Ich erwarte jetzt wirklich klare Antworten - klare Antworten! - auf folgende Fragen, die in der Antwort des Bundesrates nicht beantwortet worden sind: Wer hat diese Reorganisation veranlasst? Welches waren die genauen Ziele? Dann will ich wissen: Wie viele Stellen wurden in der neuen Abteilung geschaffen? Wo genau werden diese kompensiert? Das interessiert mich als Mitglied der Finanzkommission brennend, weil ich weiss, dass demnächst wieder eine Kreditsperre im ganzen Bereich angesagt ist. Die Kreditsperre gilt ja, wie wir alle wissen, nicht für das Personal. Es trifft eben immer wieder genau die Gelder, die eigentlich in den Brain investiert werden und nicht in die Verwaltung. Also: Wie viele Stellen wurden da geschaffen, und wo genau werden sie kompensiert? Wann wurden die drei neuen Leitungsstellen dieser neuen Abteilung ausgeschrieben, namentlich die Stelle im Leistungsbereich "Internationale Beziehungen", die Stelle der Stabschefin und die Stelle des Ressortchefs? Falls sie nicht ausgeschrieben worden sind: warum nicht? Dann würde ich auch noch gerne wissen, welche Rechtsgrundlage es für die internationalen Aktivitäten des BBT und insbesondere für das sehr hohe Engagement des BBT in Indien und China gibt, die nicht genauso gut vom Staatssekretariat erfüllt werden könnten.
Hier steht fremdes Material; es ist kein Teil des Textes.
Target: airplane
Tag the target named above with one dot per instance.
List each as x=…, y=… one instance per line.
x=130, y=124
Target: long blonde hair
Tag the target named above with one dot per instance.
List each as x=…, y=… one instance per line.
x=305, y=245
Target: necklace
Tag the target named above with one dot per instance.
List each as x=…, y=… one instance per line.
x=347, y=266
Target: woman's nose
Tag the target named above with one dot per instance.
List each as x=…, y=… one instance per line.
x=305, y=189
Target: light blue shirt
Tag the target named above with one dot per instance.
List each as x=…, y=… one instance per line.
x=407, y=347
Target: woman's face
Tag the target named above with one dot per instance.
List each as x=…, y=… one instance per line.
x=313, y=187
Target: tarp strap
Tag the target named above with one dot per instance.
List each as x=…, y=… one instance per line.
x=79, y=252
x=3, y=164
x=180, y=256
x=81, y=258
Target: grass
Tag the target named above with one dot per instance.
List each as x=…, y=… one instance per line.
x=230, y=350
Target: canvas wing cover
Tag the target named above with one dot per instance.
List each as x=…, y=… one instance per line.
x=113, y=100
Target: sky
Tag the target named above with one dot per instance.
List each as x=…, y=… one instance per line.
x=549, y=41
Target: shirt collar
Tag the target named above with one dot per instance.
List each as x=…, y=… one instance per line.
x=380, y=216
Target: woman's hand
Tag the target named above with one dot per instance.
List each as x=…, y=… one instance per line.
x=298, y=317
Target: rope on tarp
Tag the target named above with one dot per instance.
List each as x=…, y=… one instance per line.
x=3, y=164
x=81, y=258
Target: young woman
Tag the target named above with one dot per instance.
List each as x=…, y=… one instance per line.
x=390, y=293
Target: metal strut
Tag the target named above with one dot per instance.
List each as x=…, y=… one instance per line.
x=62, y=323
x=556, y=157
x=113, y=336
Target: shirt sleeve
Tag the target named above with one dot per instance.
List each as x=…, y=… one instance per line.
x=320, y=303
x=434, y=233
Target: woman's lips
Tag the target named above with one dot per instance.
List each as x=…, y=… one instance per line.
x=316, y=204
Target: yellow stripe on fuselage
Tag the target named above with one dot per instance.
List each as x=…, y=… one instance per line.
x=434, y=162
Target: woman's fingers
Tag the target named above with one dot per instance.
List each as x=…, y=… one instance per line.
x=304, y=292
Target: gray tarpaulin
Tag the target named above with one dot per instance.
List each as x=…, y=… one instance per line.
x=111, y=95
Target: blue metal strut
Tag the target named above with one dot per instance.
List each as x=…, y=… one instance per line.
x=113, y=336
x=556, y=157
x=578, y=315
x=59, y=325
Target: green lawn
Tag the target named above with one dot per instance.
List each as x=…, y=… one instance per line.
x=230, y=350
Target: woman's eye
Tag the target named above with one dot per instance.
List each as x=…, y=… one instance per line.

Sie sehen also, Frau Bundesrätin, ich habe sehr viele Fragen, auf die ich heute klare Antworten möchte, und ich erlaube mir, Ihnen einen kollegialen Rat zu geben: Ich denke, es ist höchste Zeit, dass Sie die "Causa BBT und KTI" zur Chefsache machen und die Beteiligten an einen runden Tisch nehmen, weil das nicht ewig so weitergehen kann. Es schadet namentlich der Innovationsagentur, die wir ja alle hervorragend finden, wenn sie dauernd in Konflikte verwickelt wird, wenn wir, das Parlament, wieder die GPK einsetzen müssen, um endlich Klarheit zu bekommen. Diesmal werden wir auf einem schriftlichen Bericht bestehen.
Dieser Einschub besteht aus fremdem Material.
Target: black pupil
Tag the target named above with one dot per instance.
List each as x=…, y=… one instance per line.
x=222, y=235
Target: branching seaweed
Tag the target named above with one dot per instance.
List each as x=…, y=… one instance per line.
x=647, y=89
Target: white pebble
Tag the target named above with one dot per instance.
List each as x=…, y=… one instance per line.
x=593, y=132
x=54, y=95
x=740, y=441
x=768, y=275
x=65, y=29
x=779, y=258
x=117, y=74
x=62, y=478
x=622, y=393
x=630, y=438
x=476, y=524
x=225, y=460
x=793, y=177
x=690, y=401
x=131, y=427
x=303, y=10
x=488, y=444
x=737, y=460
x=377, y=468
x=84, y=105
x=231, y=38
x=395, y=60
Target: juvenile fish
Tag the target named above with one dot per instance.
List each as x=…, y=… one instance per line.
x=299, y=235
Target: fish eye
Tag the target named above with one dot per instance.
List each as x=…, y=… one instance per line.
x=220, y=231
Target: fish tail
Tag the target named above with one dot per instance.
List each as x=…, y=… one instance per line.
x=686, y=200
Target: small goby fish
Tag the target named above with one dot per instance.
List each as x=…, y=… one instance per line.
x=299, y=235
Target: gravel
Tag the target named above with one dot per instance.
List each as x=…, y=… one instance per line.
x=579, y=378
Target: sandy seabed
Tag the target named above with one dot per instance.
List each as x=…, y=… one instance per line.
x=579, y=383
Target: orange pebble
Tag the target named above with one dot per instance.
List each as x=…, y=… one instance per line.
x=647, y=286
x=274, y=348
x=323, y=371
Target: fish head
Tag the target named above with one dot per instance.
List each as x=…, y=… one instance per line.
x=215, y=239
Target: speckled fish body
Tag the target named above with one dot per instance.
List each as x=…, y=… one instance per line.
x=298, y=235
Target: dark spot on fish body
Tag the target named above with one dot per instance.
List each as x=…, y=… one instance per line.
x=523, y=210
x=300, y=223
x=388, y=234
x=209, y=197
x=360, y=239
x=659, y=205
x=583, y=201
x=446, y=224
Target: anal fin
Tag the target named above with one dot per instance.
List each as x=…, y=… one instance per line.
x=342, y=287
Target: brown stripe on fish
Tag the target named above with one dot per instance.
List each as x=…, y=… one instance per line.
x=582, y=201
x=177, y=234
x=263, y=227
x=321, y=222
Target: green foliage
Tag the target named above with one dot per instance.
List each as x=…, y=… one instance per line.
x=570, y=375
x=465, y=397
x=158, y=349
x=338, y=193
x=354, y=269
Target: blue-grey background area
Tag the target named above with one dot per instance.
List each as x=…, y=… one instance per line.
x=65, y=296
Als letztes Wort, einfach zur Erinnerung: Das Parlament hat die Motion Noser 04.3688 angenommen. Diese Motion verlangt eine eigenständige, verwaltungsunabhängige Innovationsagentur, und daran werden wir festhalten, wenn dann die entsprechende Botschaft kommt - so oder so, ganz [PAGE 629] unabhängig von diesem Konflikt; ich sage dem einmal neutral "Causa BBT/KTI".

Ich danke Ihnen also für klare Antworten.